The group thought that two other types of proteins, neurexins and neuroligins, might be involved. Neurexins are present on the message-sending sides of neurons, whereas neuroligins are on the receiving ends. These proteins are thought to align new neuronal contacts so that they can pass signals within the small gaps between them, called synapses.
The team found that hevin causes two specific members of these protein families which would not normally interact -- neurexin-1 alpha from thalamus neurons and neuroligin-1B from the cortex -- to wire neurons of the thalamus to those of the cortex.
A battery of biochemical experiments showed specific places on the hevin protein that latched onto both neurexin-1 alpha and neuroligin-1B, forming a molecular bridge across the synapses. They also created different versions of hevin in which various regions were missing, finding the necessary place on the hevin molecule that made the link between neurexin 1 alpha and neuroligin 1B.
Mice lacking either neurexin-1 alpha or neuroligin-1 have problems forming thalamus-cortex connections. In these mice, synapses by neighboring neurons in the cortex take over. Mice lacking hevin have similar issues.
"Perhaps one reason our brains have so many different forms of neurexins and neuroligins is that they encourage specific neurons to find one another during development and make certain kinds of connections," author said.

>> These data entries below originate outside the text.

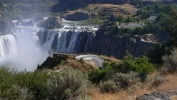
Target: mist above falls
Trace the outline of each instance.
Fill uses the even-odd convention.
[[[0,66],[12,67],[15,70],[34,71],[43,63],[48,54],[37,42],[36,37],[28,33],[8,34],[1,38]],[[8,52],[7,52],[8,51]]]
[[[0,66],[34,71],[49,56],[48,51],[84,52],[86,40],[91,33],[84,32],[83,26],[65,22],[66,25],[61,29],[16,26],[10,34],[0,36]]]

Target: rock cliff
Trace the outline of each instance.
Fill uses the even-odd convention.
[[[130,3],[131,0],[59,0],[59,2],[51,7],[52,12],[60,12],[66,10],[75,10],[87,6],[90,3],[111,3],[123,4]]]
[[[139,36],[114,36],[109,34],[109,28],[101,28],[96,34],[92,34],[85,47],[85,53],[95,53],[122,58],[125,51],[129,51],[135,57],[143,55],[146,50],[155,46],[155,43],[147,42]]]
[[[67,14],[64,16],[64,19],[70,21],[82,21],[89,19],[90,15],[87,12],[75,12],[72,14]]]

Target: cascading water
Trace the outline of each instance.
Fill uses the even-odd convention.
[[[17,52],[15,37],[11,34],[0,36],[0,58]]]
[[[0,66],[34,71],[38,64],[45,61],[48,51],[83,53],[91,34],[84,30],[79,26],[68,25],[51,30],[17,26],[11,34],[0,36]]]

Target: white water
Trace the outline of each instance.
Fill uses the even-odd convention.
[[[43,63],[48,54],[39,46],[36,31],[18,27],[11,34],[0,36],[0,66],[34,71]]]
[[[17,26],[7,35],[0,36],[0,66],[12,67],[17,70],[34,71],[38,64],[42,64],[52,51],[55,36],[57,43],[55,51],[76,52],[77,37],[83,27],[65,25],[62,29],[47,30],[47,33],[37,35],[39,27]],[[68,40],[68,31],[70,33]],[[96,30],[96,28],[90,28]],[[42,45],[41,42],[44,39]],[[69,41],[69,42],[68,42]],[[67,45],[67,46],[66,46]]]

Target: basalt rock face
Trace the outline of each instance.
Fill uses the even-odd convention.
[[[107,33],[108,31],[109,28],[102,28],[95,35],[91,35],[87,40],[85,53],[122,58],[125,51],[129,51],[135,57],[139,57],[146,50],[155,46],[155,43],[146,42],[139,36],[114,36]]]
[[[61,23],[62,23],[61,19],[58,19],[56,17],[49,17],[47,20],[39,23],[38,26],[47,28],[47,29],[62,28],[63,25]]]
[[[111,3],[123,4],[132,0],[59,0],[59,2],[51,7],[52,12],[60,12],[66,10],[75,10],[87,6],[90,3]]]
[[[66,20],[70,21],[82,21],[89,19],[90,15],[87,12],[75,12],[73,14],[68,14],[64,17]]]

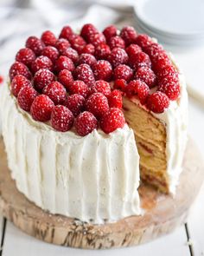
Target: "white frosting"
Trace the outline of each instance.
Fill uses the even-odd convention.
[[[170,58],[179,71],[180,97],[176,101],[170,101],[169,107],[163,113],[152,114],[166,124],[167,173],[169,178],[169,191],[174,194],[182,170],[183,155],[188,140],[188,94],[184,75],[172,55]]]
[[[94,223],[141,213],[139,156],[127,125],[111,135],[61,133],[21,110],[8,86],[0,95],[9,167],[28,199],[52,213]]]

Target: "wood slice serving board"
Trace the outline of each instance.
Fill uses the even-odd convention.
[[[112,224],[88,224],[42,211],[18,192],[10,178],[0,138],[0,210],[25,233],[56,245],[86,249],[124,247],[170,233],[186,221],[189,207],[203,180],[202,160],[193,141],[189,141],[180,185],[174,198],[142,185],[140,195],[145,210],[143,216],[131,216]]]

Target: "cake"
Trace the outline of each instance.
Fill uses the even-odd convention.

Before this study, neither neurexin 1 alpha nor neuroligin 1 were recognized as important in thalamus-cortex wiring. Astrocytes were not known to help guide these kinds of synapses to form.
The new findings also illustrate the importance of hevin in developing neuronal connections shaped by the sensory information an animal takes in.
The team also found that mice missing hevin were unable to strengthen thalamus-cortex connections in response to changes in visual experience in young mice. Supplying hevin to the astrocytes of these mice fixed this problem.